Terminei de escrever e fechei o diário logo em seguida. Deus sabe como eu daria tudo para ter coragem de dizer todas aquelas palavras em voz alta, no entanto eu não passava de uma covarde. Eu nunca me importei com o meu tamanho, porém ela sempre usava a desculpa da minha saúde e me fazia passar em médicos todo mês, mas eram sempre os mesmos dizeres: "sua filha está saudável". É claro que eu estava. Eu ser gorda não significava que comia feito um porco ou que tinha dificuldades para correr. Eu tentava não me importar com comentários maldosos que eu ouvia em todo lugar, entretanto sou obrigada a admitir que é complicado conviver pensando que as pessoas sentem repulsa por você. É como se eu tivesse decepcionado de alguma forma.

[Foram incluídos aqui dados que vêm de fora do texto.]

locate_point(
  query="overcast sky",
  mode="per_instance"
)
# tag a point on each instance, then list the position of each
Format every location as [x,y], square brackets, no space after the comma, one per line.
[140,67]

— Kate, está pronta? — ela perguntou logo após abrir a porta, revelando em seu corpo uma fantasia ridícula de bruxa, a qual fazia jus à sua pessoa.

— Pra que você bate se não espera eu respondê-la? — questionei, fazendo cara feia.

— Você ainda está de pijama? — retrucou, mudando de assunto.

— Não estou a fim de ir. — falei, sabendo que minha opinião não importava para ela.

— Eu sou diretora daquela faculdade e eu quero que minha filha me acompanhe em todos os eventos! — ela disse, e eu revirei os olhos como sempre acontecia.

— Tudo bem. Eu vou e aproveito para comer, já que estou com fome! — debochei, sabendo que aquilo a irritaria.

— Por que você faz isso comigo? — perguntou aflita. Os olhos cabisbaixos.

Suspirei com impaciência.

— Não começa! — suspirei outra vez e me levantei, pois era tortura continuar ali com ela. Abri o guarda roupa e tirei uma fantasia que ela havia comprado, virei-me e completei: — Já pode ir. Eu vou apenas me trocar; a não ser que tenha outra crítica para fazer.

— Eu só queria que você fosse normal. — comentou em tom baixo.

Mordi meus lábios trêmulos e segurei o choro que teimava em querer sair.

— Eu sou normal, mãe!— rebati em um murmúrio enquanto ela saia do quarto antes de poder me ouvir.

Larguei a fantasia no chão, passei as mãos frias na testa e chorei.

Estava tudo bem, aquilo sempre acontecia.

Optei por não usar a fantasia. Tornei a abrir o guarda-roupa, tirando uma saia preta e um corpete preto de lá. Eu sabia que eu tinha engordado e que ele não caberia em mim como no passado, mas, falando sério, eu faria essa porcaria entrar nem que eu tivesse que rasgá-lo. Vesti o corpete com dificuldade, ignorando o fato de que aquilo estava me matando de tão apertado, esmagando meus seios e minhas costelas. Coloquei a saia, uma bota e me olhei no espelho. Logo em seguida, soltei meus cabelos negros e compridos, admirando o que eu vi e ao mesmo tempo triste por mais ninguém me ver dessa forma.